Die Gefahr einem digitalen Verbrechen zum Opfer zu fallen lauert überall. Täglich werden Tablets, Smartphones und Notebooks entwendet. Es ist keine Seltenheit mehr, dass sensible Dokumente unerlaubterweise kopiert oder gestohlen werden. Die elektronische Kommunikation ist teils ein leichtes Ziel, um ausgespäht zu werden. Die meisten Täter kommen dabei aus dem direkten Umfeld. Dazu gehören ehemalige oder aktuelle Mitarbeiter, Wettbewerber, Lieferanten, Kunden und Dienstleister. Oftmals werden Datendiebstähle nicht sofort bemerkt. Hinzu kommt die unstimmige Meinung über die Definition eines Datendiebstahls. In der öffentlichen Wahrnehmung stehen eher unterschiedliche Auffassungen über die Aufgabenstellung von nationalen Nachrichtendiensten in der Diskussion, als die Fehler, die Unternehmen im Umgang mit Daten machen.

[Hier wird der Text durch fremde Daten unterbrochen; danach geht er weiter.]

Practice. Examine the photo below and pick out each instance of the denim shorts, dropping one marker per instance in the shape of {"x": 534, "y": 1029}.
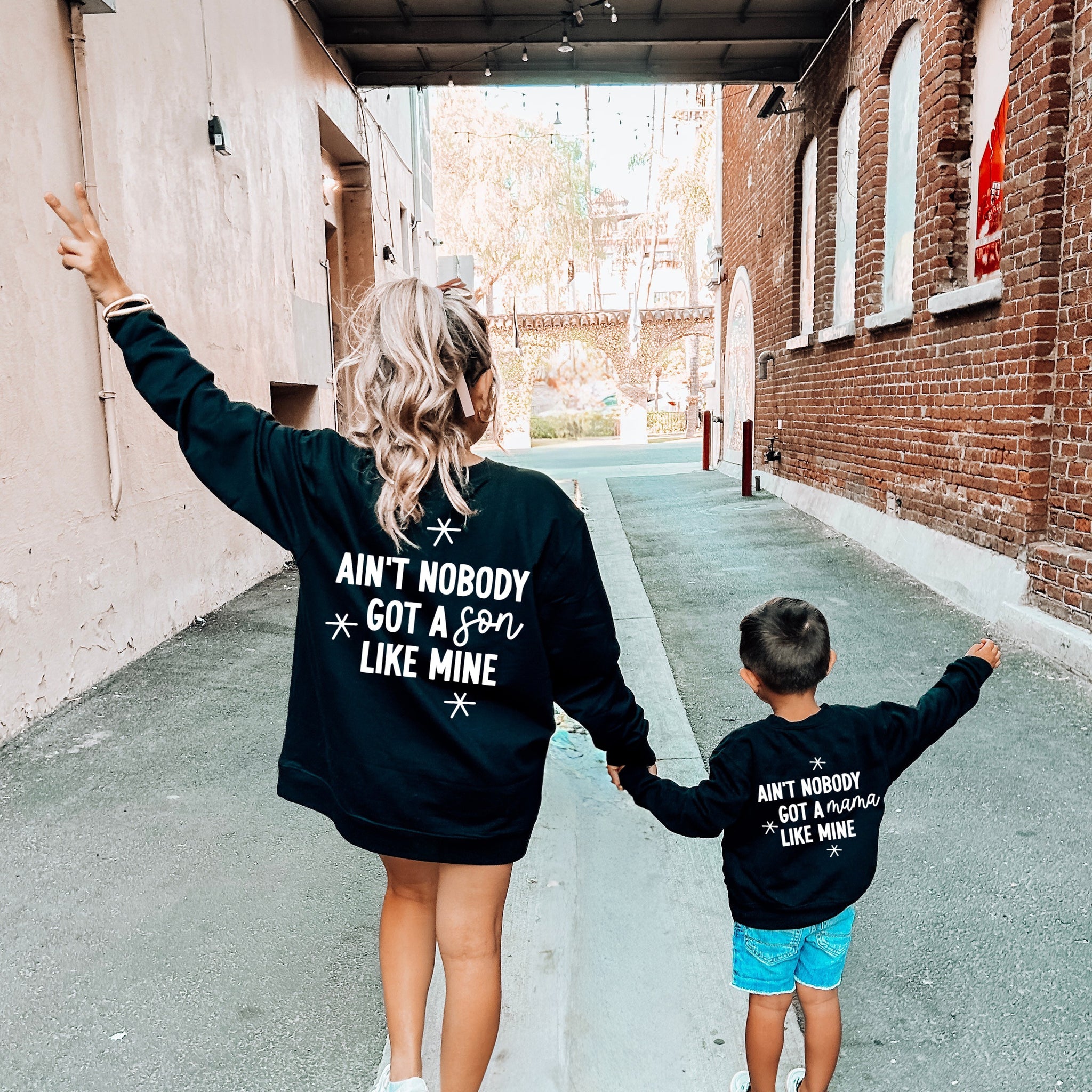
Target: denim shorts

Firewalls, Virenscanner & Co. reichen nicht

Um ein effektives Sicherheitssystem aufzubauen, müssen Unternehmen weiter denken. Neben technischen Schutzbarrieren, ist vor allem die Verankerung funktionierender Sicherheitsmaßnahmen im organisatorischen Bereich wichtig. Die Etablierung einer sogenannten Sicherheitskultur ist dabei ausschlaggebend für einen langfristigen Erfolg. Der Schutz von Unternehmenswerten, Persönlichkeitsrechten und des Images sind elementar eine bestehende Wettbewerbsfähigkeit der Betriebe. Dem Thema genügend Bedeutung einzuräumen bedeutet auch, die erforderlichen Ressourcen in Form von Budget und Personal bereitzustellen.